It sure ain't the easiest country to live in because of the mindset or what is commonly called "the thai culture" (what that really means is social indoctrination or brainwashing these people have had since they were kids; so that they interact, react and behave a specific way. 

It's so cut in stone that thais react in a totally predictable way in almost every social situation. You're sure not gonna change these people and I gave up tryin' to "push that rope" a long time ago. They're thai, I ain't. "That's all I've got to say about that".. <- Quote from Forrest Gump

Speaking Thai (even half-assed, 2-word-tourist-thai) seems to make these people wanna open up at with foreigners. Now do know that ANY thai who derives a portion of their income from the tourism trade will know at least the english required to ply their goods to foreigners. Just don't expect to talk about the G8 summit, global warming or solving world hunger with them. They are thai-centric to the n-th degree.. 

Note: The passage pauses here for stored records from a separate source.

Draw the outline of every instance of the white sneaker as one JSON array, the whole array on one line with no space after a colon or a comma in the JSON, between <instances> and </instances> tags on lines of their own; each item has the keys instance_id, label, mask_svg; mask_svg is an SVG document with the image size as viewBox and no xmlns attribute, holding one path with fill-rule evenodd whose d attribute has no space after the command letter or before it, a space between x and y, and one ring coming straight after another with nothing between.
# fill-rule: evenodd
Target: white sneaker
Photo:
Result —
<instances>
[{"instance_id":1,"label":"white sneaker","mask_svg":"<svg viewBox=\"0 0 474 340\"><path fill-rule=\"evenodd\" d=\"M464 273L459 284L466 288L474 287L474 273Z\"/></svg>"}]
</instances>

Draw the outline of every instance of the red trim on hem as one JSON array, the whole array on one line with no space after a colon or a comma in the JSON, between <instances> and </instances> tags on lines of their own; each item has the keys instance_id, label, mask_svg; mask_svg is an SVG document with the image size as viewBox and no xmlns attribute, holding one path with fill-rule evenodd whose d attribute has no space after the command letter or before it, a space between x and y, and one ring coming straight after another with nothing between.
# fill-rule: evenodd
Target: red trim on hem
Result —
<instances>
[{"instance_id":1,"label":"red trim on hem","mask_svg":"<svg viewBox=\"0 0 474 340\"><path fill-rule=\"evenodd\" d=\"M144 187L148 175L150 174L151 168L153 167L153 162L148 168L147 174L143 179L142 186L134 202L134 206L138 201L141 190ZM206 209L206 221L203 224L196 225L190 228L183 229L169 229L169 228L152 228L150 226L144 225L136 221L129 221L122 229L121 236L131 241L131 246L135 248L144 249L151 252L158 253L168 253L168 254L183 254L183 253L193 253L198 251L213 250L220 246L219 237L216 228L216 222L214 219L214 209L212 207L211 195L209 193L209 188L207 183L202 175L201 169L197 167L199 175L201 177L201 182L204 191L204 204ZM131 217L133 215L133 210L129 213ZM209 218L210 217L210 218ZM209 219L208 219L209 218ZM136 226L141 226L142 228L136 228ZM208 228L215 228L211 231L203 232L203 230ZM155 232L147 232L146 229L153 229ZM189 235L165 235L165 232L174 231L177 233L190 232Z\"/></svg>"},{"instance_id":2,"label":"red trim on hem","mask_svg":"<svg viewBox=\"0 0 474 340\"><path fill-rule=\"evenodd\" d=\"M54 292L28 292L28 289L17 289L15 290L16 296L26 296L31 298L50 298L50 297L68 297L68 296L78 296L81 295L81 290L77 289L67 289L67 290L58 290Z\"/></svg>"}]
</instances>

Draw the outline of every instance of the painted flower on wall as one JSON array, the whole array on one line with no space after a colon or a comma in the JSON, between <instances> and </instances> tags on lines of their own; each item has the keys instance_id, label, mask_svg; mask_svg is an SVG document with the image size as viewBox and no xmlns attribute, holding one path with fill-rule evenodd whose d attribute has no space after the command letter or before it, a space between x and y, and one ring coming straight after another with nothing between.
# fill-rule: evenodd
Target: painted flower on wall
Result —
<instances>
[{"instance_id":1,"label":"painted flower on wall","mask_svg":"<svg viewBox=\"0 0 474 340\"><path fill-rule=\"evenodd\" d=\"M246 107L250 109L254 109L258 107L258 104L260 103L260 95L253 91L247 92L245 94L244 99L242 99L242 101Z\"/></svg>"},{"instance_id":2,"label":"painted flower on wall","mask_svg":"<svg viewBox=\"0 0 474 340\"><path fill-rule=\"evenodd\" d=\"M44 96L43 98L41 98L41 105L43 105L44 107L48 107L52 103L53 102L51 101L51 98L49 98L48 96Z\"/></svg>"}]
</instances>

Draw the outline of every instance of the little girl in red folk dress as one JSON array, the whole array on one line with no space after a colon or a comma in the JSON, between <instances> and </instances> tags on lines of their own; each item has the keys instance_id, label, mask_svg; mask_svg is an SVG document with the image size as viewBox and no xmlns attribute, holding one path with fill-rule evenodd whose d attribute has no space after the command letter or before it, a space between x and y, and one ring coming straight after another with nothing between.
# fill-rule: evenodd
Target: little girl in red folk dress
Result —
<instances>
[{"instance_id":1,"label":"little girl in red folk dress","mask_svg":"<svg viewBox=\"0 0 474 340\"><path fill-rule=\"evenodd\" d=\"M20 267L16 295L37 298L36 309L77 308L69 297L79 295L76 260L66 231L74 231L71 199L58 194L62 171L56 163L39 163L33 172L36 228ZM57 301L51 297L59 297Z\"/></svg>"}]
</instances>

I would have to say; you could pick far worse small insignificant, developing third world countries around the world to visit that this one; so come on over, try it out. 

It IS a great base of operations for tourists wanting to tour other S/E Asian countries; because of the airports and the good infrastructure in Bangkok.

"Wayward Wind"; I didn't know how old the O/P was either, until I looked at their profile, went to their website and read their posting history on this forum. They did come back and give their age on this thread in a later post..

To the O/P, good luck..

Please note, no disrespect is intended or implied with my observations about the country and these people. The opinions expressed are my own, your mileage may vary, void where prohibited by law, some restrictions apply,


----------